What is NetFoundry?
NetFoundry offers a comprehensive zero trust networking platform that enables organizations to implement Identity-First Connectivity™ across their digital infrastructure. The platform eliminates traditional VPNs and inbound firewall ports by establishing outbound-only connections that authenticate and authorize all endpoints before any IP connectivity occurs. This approach significantly reduces attack surfaces while simplifying network operations.

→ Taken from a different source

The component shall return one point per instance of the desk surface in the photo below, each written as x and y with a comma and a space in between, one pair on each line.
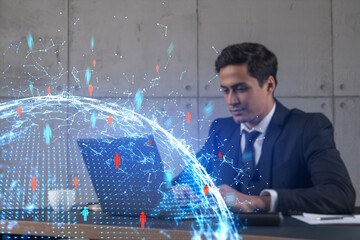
108, 227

The solution provides software-based network overlays with distributed routing infrastructure available through NetFoundry's managed NaaS across 100+ PoPs or self-hosted on-premises deployments. It includes built-in PKI, identity provider flexibility, end-to-end encryption, and FIPS-compliant options. Developers can embed zero trust capabilities into applications using SDKs for multiple programming languages, enabling secure connectivity for APIs, IoT devices, and agentic AI components without exposing them to the internet.
Features
- Identity-Based Mutual TLS: Each connection is secured from the start with specific identity associations
- Outbound-Only Connections: No VPNs to set up and no inbound ports required on firewalls
- Software-Based Network Overlay: Distributed routing infrastructure with enterprise SLAs across 100+ PoPs
- Built-in PKI as a Service: X.509 based PKI with enrollment, revocation, and renewal capabilities
- End-to-End Encryption: Session-specific encryption keys sovereign to endpoints with FIPS-compliant options
- Network Access Control: Next-gen NAC that identifies, authenticates and authorizes every session before overlay access
- Identity-Based Visibility: Telemetry correlates identities and services rather than IP addresses
- Developer SDKs: Embed zero trust into applications using C, Go, C#, Java, JavaScript, Swift, and Python
Use Cases
- Replace site-to-site VPNs with zero trust connectivity
- Secure API and API gateway access without internet exposure
- Implement IT/OT segmentation and microsegmentation
- Provide secure customer connectivity for solution providers
- Enable secure agentic AI component networking
- Establish B2B connectivity without firewall rule changes
- Secure IoT and industrial device connectivity
- Implement zero trust remote access and management
FAQs
-
What is Identity-First Connectivity?
Identity-First Connectivity is NetFoundry's approach where all endpoints are authenticated and authorized before any IP connectivity occurs, replacing traditional IP-based networking with identity-based access control. -
How does NetFoundry differ from traditional VPNs?
NetFoundry eliminates VPN setup requirements and inbound firewall ports by using outbound-only connections with identity-based mutual TLS, providing finer-grained access control and reducing attack surfaces. -
What deployment options are available?
NetFoundry offers both NaaS (Network as a Service) across 100+ global points of presence and self-hosted on-premises options, including air-gapped and hybrid deployments. -
Can NetFoundry secure APIs and agentic AI components?
Yes, NetFoundry makes APIs, API gateways, and agentic AI components unreachable from the internet by providing connectivity based on identities, authorization, and mutual TLS. -
What programming languages are supported for embedding zero trust?
NetFoundry provides SDKs for C, Go, C#, Java, JavaScript/Node.js, Swift, and Python to embed zero trust capabilities directly into applications.